As alphazero said, if you've got a bottleneck, your number of client side waiting jobs will continue to grow regardless of what approach you use.
The real question is how you want to deal with the bottleneck. Or more correctly, how you want your users to deal with the bottleneck.
If you use an unbounded queue, then you don't get feedback that the bottleneck has occurred. And in some applications, this is fine: if the user is kicking off asynchronous tasks, then there's no need to report a backlog (assuming it eventually clears). However, if the user needs to wait for a response before doing the next client-side task, this is very bad.
If you use LinkedBlockingQueue.offer() on a bounded queue, then you'll immediately get a response that says the queue is full, and can take action such as disabling certain application features, popping a dialog, whatever. This will, however, require more work on your part, particularly if requests can be submitted from multiple places. I'd suggest, if you don't have it already, you create a GUI-aware layer over the server queue to provide common behavior.
And, of course, never ever call LinkedBlockingQueue.put() from the event thread (unless you don't mind a hung client, that is).

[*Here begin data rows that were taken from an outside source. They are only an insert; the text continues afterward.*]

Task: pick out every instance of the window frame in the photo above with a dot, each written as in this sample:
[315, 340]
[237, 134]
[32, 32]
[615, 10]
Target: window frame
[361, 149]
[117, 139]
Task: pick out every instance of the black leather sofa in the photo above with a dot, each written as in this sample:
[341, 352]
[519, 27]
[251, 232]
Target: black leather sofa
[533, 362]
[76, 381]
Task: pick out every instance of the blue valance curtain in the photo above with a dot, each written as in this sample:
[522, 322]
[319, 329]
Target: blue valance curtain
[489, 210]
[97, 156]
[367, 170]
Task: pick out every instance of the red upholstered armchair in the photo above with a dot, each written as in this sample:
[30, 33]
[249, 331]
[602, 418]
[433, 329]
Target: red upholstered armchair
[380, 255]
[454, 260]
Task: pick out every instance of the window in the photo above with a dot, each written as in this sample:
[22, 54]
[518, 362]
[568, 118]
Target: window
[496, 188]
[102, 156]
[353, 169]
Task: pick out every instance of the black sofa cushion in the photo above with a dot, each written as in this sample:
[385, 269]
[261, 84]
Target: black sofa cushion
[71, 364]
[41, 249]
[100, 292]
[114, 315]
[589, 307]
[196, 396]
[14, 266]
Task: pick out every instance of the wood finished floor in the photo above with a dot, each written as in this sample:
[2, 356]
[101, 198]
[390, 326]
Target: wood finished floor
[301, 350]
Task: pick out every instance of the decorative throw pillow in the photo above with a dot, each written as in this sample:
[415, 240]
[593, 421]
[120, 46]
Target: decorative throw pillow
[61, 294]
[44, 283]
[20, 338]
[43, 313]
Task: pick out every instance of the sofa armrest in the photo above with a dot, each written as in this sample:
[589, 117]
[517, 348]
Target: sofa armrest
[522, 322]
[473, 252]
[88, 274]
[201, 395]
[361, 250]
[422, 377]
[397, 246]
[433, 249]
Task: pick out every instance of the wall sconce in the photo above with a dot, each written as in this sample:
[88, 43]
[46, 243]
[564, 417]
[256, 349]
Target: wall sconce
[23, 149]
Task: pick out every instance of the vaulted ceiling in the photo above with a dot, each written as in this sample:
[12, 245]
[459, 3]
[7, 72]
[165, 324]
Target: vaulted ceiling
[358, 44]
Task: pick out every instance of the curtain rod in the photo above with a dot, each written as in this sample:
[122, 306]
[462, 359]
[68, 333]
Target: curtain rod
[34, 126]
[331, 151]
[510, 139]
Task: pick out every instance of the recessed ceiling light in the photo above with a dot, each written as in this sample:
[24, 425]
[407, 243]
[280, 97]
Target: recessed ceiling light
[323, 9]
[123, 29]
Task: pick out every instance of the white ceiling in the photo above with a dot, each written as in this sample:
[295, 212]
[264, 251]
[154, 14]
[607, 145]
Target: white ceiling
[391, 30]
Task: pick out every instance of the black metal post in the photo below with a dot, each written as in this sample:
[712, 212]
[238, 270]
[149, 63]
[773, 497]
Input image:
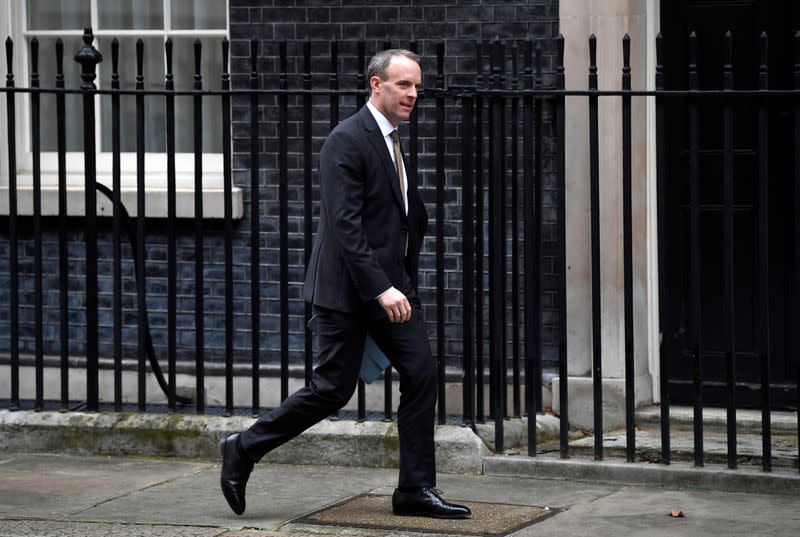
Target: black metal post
[255, 200]
[141, 288]
[562, 253]
[63, 262]
[283, 219]
[36, 150]
[536, 249]
[116, 183]
[387, 374]
[729, 282]
[13, 262]
[308, 231]
[515, 317]
[360, 100]
[763, 257]
[89, 57]
[796, 213]
[694, 247]
[468, 258]
[661, 194]
[227, 185]
[627, 226]
[531, 264]
[440, 183]
[594, 181]
[172, 251]
[199, 276]
[479, 201]
[728, 279]
[497, 238]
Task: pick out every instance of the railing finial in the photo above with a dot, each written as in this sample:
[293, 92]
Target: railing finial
[88, 57]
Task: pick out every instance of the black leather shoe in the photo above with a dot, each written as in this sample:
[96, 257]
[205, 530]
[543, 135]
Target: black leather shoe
[426, 501]
[235, 473]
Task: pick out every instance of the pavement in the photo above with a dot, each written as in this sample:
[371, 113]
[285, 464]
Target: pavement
[63, 495]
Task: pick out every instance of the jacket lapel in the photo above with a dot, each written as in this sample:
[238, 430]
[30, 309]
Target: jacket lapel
[378, 143]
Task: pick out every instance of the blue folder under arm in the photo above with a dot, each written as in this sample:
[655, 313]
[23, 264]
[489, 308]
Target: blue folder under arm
[373, 362]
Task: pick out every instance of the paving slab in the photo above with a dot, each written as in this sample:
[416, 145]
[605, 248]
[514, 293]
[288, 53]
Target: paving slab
[43, 495]
[59, 485]
[275, 494]
[638, 511]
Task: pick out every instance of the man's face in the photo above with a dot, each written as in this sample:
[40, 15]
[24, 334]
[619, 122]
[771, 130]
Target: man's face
[395, 96]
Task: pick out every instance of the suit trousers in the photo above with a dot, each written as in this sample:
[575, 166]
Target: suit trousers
[340, 342]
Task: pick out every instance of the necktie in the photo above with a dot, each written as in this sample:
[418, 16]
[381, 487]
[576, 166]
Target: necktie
[398, 162]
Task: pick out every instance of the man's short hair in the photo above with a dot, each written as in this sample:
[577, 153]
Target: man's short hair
[380, 63]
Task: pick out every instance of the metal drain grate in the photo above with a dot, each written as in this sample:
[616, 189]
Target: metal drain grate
[375, 511]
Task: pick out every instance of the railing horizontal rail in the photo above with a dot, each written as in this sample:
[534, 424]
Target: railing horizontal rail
[543, 93]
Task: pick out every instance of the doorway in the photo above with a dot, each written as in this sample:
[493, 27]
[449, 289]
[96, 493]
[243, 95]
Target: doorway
[745, 19]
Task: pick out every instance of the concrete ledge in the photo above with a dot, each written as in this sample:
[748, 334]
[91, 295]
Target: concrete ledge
[676, 475]
[334, 442]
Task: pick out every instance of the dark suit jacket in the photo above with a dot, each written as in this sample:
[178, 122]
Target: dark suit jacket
[359, 246]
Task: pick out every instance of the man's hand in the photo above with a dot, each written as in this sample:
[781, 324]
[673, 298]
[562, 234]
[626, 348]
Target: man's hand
[396, 305]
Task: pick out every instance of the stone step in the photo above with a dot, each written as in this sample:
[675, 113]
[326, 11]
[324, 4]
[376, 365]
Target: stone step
[784, 448]
[715, 420]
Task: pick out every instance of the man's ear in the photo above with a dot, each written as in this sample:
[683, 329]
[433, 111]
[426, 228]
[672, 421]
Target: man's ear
[374, 83]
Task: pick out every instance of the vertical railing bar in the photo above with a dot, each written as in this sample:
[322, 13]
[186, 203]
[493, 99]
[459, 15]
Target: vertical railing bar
[13, 263]
[468, 258]
[283, 219]
[255, 199]
[140, 230]
[360, 100]
[440, 184]
[560, 119]
[387, 374]
[694, 254]
[763, 256]
[728, 300]
[116, 194]
[796, 213]
[515, 318]
[490, 122]
[479, 200]
[536, 250]
[199, 277]
[627, 224]
[729, 278]
[36, 150]
[529, 213]
[413, 124]
[63, 260]
[308, 362]
[172, 253]
[89, 57]
[661, 179]
[228, 226]
[497, 237]
[594, 181]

Why not create an unbounded queue, but reject tasks (and maybe even inform the user that the server is busy (app dependent!)) when the queue reaches a certain size? You can then log this event and find out what happened on the server side for the backup to occur, Additionally, unless you are connecting to a multiple remote servers there is probably not much point having more than a couple of threads in the pool, although this does depend on your app and what it does and who it talks to.
Having an unbounded pool is usually dangerous as it generally doesn't degrade gracefully. Better to log the problem, raise an alert, prevent further actions being queued and figure out how to scale the server side, if the problem is there, to prevent this happening again.